Berliner Zeitung | Hertha blamiert sich gegen Wormatia Worms

19.08.2012

Der nächste Tiefschlag für Hertha BSC: Nach dem Fehlstart in die 2. Liga haben die Berliner auch im Pokal gepatzt. 1:2 hieß es nach 90 Minuten gegen Viertligist Wormatia Worms. Die Fans verabschiedeten die Profis mit Ihr-seid-so-lächerlich-Rufen.

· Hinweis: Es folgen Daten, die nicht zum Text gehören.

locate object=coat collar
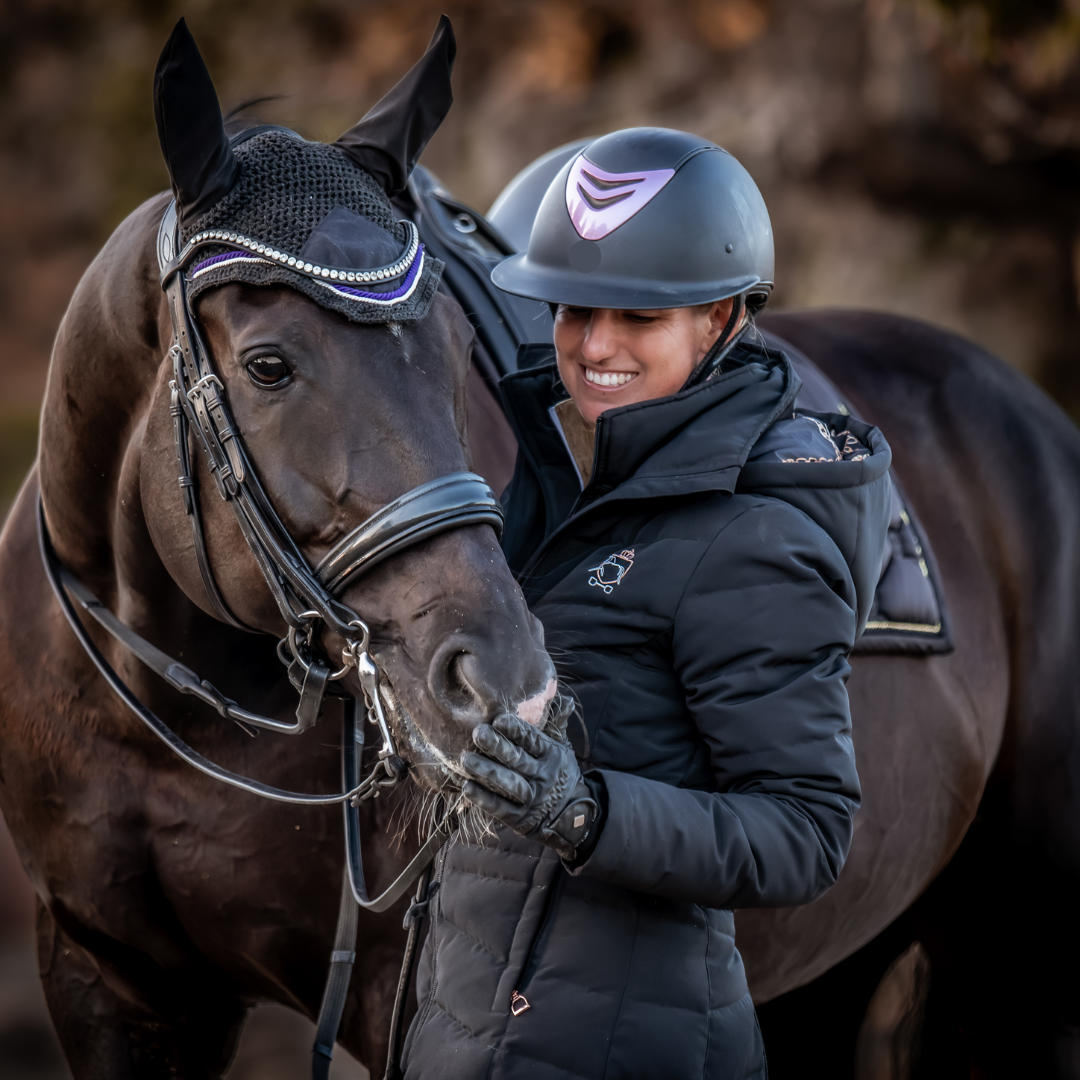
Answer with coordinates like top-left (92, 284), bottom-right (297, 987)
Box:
top-left (501, 345), bottom-right (799, 511)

Schon kurz vor der Pause waren die Lautstarken unter den 6200 Besuchern im wunderbar altertümlichen Wormser Stadion sich ihrer Sache sicher: „Hertha fliegt bald raus“, skandierten sie zuversichtlich. Es waren Schlachtrufe, die sich auch am Ende des DFB-Pokal-Erstrundenspiels des Regionalligisten Wormatia Worms gegen den Bundesliga-Absteiger Hertha BSC als begründet erweisen sollten.

Die Hertha unterlag 1:2 (0:1) und präsentierte sich beim Viertligisten in desolatem Zustand. „Unser Saisonstart ist alles andere als gelungen“, räumte Manager Michael Preetz ein.

Wagner verliert fast jeden Zweikampf

Ein durchdachtes Berliner Passspiel war zuvor nicht erkennbar, das Konterspiel war von einer Trägheit geprägt, die auch durch die Sahara-Temperaturen nicht zu entschuldigen war, die einzige Spitze Sandro Wagner verlor so gut wie jeden Zweikampf gegen den körperlich ebenbürtigen Kapitän Sandro Rösner, was nichts daran änderte, dass er immer wieder hoch angespielt wurde, Adrián Ramos lungerte am linken Flügel herum, als wollte er Trainer Jos Luhukay auf diese Art mitteilen, dass er ihn doch, bitte schön, lieber ins benachbarte Freibad entlassen sollte.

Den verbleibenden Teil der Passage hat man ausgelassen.